It is most appropriate that parish communities celebrate Australia’s national day and pray for our country. The focus of the liturgy is on praise and thanks for God's blessing on our land and people, the need for reconciliation for past and present injustices and divisions, and on seeking God's continued guidance for the future.
Special texts are provided for Mass on Australia Day including the Collect (Opening Prayer), Prayer over the Offerings, Preface, Prayer after Communion and Solemn Blessing.
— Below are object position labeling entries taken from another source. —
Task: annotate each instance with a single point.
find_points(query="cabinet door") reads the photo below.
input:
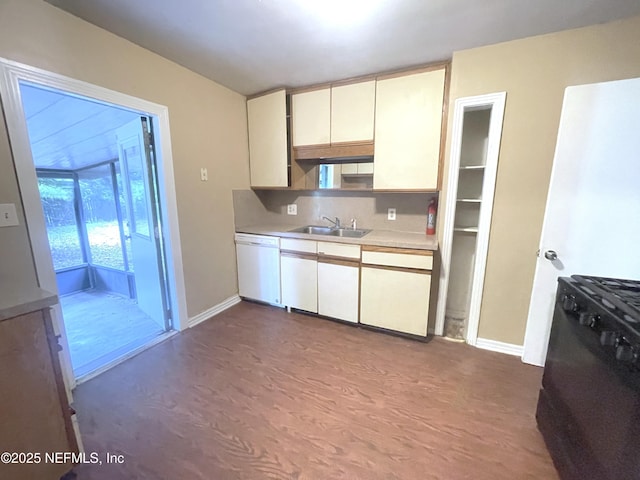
(395, 299)
(299, 277)
(349, 168)
(34, 407)
(338, 287)
(352, 112)
(267, 123)
(365, 168)
(311, 117)
(407, 131)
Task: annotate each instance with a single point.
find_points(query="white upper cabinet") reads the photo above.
(311, 117)
(408, 123)
(267, 123)
(352, 112)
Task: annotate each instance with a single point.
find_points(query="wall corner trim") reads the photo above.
(215, 310)
(500, 347)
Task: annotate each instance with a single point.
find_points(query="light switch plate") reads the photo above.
(8, 215)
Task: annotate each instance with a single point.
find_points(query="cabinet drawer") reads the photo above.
(422, 259)
(339, 250)
(297, 245)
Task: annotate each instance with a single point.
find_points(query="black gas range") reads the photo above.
(589, 404)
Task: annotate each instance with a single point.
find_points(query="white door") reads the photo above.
(136, 165)
(592, 218)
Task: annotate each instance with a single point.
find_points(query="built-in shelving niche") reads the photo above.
(472, 172)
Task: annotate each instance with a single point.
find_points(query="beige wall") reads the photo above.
(208, 129)
(534, 72)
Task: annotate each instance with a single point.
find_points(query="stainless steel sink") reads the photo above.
(331, 231)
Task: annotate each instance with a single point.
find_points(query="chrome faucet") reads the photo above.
(336, 222)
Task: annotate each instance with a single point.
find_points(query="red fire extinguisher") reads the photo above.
(431, 217)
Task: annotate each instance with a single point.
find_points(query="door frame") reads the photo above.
(11, 73)
(496, 102)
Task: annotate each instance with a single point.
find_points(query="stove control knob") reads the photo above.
(609, 338)
(588, 319)
(569, 303)
(624, 353)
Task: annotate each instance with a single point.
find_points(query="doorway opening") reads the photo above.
(98, 188)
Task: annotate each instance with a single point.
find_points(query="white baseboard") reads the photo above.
(500, 347)
(215, 310)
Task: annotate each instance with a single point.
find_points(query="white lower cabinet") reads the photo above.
(338, 290)
(394, 296)
(299, 274)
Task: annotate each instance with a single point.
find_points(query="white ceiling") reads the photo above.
(68, 132)
(256, 45)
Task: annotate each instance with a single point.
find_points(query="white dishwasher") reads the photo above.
(258, 267)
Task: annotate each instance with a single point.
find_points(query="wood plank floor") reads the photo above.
(103, 326)
(258, 393)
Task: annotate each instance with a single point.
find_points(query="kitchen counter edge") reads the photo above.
(378, 238)
(16, 301)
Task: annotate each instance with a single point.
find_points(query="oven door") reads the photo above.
(589, 404)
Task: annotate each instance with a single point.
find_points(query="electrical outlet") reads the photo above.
(8, 216)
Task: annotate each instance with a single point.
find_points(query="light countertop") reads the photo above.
(380, 238)
(19, 301)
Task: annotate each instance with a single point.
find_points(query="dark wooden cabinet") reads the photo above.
(35, 415)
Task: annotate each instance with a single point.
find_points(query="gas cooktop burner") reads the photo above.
(623, 295)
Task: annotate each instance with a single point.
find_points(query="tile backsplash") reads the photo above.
(368, 208)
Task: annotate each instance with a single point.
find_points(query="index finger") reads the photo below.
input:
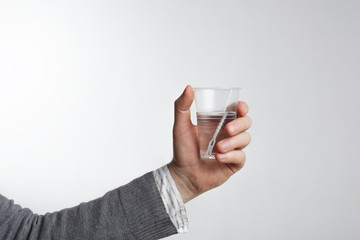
(242, 108)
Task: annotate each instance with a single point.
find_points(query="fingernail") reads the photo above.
(232, 128)
(224, 145)
(221, 157)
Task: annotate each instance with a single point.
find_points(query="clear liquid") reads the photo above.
(207, 124)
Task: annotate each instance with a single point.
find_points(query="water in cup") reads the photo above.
(215, 107)
(211, 127)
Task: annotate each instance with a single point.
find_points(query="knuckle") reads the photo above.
(242, 158)
(249, 121)
(248, 136)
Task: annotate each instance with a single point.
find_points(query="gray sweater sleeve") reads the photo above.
(133, 211)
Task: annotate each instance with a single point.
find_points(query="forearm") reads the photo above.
(133, 211)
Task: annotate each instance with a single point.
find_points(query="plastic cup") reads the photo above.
(215, 107)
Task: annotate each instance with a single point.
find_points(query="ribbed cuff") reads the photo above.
(171, 197)
(144, 209)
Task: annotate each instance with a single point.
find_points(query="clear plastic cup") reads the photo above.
(215, 107)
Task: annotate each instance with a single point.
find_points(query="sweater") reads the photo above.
(132, 211)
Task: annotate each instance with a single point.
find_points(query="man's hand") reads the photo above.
(192, 174)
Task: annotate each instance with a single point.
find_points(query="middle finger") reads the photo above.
(238, 125)
(238, 141)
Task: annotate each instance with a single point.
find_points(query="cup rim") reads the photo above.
(216, 88)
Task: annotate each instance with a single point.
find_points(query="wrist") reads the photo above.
(182, 182)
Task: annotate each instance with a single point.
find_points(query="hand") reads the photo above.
(192, 174)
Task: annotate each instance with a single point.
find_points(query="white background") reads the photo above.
(86, 105)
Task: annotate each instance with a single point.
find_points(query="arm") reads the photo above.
(133, 211)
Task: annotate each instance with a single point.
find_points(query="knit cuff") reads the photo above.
(144, 209)
(171, 198)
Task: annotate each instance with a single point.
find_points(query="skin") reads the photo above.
(189, 171)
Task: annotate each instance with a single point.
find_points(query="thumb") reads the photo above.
(182, 107)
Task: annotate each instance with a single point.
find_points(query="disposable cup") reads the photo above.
(215, 107)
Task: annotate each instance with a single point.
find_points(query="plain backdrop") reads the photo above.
(86, 105)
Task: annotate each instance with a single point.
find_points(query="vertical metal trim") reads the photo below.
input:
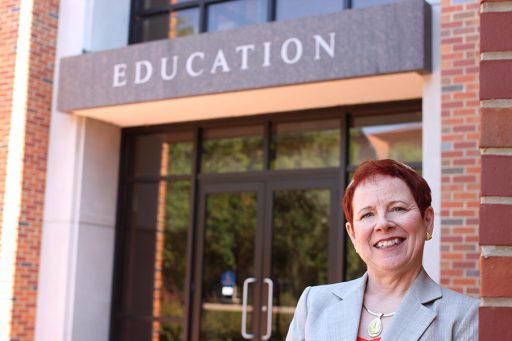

The Mass texts incorporate images from the Australian landscape:
“Grant, we pray, O Lord our God,
that as the Cross shines in our southern skies,
so may Christ bring light to our nation, to its peoples old and new,
and by saving grace, transform our lives.” (Collect)
“For from ancient times you made this land a home for many peoples,
and became their rock of strength;
when they were hungry, you gave them food,
and when thirsty, water even in the desert.” (Preface)
“May God who formed our southern land be for you a rock of strength.
May God who rules the great seas keep you safe in every storm.
May God who made the skies above turn your darkness into light.” (Solemn Blessing)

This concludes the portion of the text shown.